A 4-year-old boy was left alone at a train station in Lund, Sweden. His family were flying to Iraq from Copenhagen, but when they got on the train, he somehow fell behind and was left on the platform.
When the parents turned to the ticked-collector and pleaded for the operators to open the train doors, they refused. "The doors will not open until the next stop," the conductor said.
"We cannot see that we did anything wrong," a train company spokeswoman told Aftonbladet. "We were following protocol."
The driver of the train said in a statement through the company that he would have "obviously" stopped the train if he knew a little boy had been left behind," but this was not communicated to him.
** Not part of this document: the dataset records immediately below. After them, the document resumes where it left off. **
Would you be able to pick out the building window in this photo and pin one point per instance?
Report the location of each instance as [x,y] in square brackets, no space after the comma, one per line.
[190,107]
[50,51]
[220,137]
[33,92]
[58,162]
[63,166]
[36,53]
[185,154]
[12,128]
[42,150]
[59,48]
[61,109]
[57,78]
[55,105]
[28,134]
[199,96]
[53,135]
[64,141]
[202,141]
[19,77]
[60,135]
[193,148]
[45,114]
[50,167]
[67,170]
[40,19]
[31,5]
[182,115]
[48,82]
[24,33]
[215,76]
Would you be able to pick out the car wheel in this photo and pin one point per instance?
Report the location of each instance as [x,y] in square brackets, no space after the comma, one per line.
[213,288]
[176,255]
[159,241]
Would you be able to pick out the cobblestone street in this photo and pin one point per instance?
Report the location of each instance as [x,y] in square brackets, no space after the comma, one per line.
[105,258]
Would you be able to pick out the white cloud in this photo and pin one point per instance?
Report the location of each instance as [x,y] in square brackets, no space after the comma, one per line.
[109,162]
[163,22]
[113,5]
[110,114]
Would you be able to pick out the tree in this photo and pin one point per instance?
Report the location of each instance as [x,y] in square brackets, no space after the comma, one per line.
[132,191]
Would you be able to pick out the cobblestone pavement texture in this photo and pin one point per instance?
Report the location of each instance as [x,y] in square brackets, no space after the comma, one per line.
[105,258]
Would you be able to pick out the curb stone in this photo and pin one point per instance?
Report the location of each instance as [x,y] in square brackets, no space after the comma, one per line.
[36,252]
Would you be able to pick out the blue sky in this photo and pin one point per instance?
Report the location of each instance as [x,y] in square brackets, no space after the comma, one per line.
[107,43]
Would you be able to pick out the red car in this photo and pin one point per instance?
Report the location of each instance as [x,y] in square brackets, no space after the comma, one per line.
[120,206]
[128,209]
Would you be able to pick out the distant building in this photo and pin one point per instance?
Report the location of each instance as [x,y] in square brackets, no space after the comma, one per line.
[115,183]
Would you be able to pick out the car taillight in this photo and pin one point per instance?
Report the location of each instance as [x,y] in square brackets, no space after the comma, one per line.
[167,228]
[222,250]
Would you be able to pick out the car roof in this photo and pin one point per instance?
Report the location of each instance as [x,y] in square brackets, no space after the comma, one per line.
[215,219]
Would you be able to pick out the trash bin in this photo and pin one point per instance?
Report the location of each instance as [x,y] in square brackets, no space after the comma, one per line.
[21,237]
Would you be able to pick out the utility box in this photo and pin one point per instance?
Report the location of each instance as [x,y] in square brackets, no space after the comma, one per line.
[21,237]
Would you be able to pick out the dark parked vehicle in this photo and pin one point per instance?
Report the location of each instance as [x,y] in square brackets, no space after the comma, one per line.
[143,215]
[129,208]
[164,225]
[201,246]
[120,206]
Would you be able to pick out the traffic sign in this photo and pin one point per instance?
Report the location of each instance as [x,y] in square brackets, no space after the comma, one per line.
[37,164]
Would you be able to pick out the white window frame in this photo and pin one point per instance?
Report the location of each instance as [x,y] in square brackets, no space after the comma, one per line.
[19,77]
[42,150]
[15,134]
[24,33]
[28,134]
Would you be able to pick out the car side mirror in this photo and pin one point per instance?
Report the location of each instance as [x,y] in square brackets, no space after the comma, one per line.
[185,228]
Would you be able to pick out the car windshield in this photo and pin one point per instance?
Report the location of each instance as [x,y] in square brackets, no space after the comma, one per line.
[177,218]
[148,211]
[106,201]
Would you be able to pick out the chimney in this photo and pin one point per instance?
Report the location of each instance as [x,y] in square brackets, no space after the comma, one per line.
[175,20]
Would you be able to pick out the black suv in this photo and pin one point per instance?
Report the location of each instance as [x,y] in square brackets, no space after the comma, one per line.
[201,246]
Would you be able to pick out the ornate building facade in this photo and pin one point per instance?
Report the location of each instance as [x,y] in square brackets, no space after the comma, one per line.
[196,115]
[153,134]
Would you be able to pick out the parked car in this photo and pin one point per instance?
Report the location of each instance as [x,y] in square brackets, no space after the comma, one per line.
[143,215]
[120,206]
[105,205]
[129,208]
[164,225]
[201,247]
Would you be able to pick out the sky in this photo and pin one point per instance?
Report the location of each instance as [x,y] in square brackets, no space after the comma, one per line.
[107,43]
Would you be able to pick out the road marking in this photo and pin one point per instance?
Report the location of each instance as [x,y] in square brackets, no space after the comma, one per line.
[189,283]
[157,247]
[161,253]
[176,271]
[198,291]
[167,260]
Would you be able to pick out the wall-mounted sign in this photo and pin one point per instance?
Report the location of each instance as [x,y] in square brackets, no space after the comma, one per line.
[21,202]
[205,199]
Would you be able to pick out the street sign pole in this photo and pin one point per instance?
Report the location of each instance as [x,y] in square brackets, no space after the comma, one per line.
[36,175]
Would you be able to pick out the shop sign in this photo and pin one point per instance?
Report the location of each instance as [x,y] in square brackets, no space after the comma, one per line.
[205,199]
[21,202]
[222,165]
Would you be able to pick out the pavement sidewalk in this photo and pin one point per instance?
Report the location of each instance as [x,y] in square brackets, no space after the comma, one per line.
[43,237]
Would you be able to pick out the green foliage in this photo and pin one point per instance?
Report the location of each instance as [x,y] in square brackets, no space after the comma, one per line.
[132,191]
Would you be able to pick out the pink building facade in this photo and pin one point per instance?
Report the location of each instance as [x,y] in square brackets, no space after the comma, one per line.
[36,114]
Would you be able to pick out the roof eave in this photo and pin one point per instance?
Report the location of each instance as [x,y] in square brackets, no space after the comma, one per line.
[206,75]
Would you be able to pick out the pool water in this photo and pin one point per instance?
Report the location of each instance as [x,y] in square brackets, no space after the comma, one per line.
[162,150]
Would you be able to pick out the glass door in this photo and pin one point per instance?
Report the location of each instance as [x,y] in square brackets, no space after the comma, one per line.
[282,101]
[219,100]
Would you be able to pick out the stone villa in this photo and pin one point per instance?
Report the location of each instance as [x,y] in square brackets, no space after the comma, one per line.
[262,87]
A 5-year-old boy in New York City somehow got on the wrong school bus the other day. The first-grader - who was supposed to be walked next-door to an after-school program - told his mother he had gotten on the bus because a school aide told him to. He got off 2 miles from home - all alone - until another parent saw him and brought him back to school.
"Our driver tells us protocol was followed," a bus company spokeswoman said. "No child was left alone."
The driver has been suspended without pay; Education officials would not say if the school aide was disciplined. An Education Department spokeswoman said the agency launched an investigation after the school notified it of the incident. Two DOE representatives even went to the school the next day to monitor dismissal.
In Sweden, the family is claiming discrimination. The cold reception they got from the train staff was due to the family's foreign descent, the father said. The case is under investigation by the Ombudsman for Ethnic Discrimination.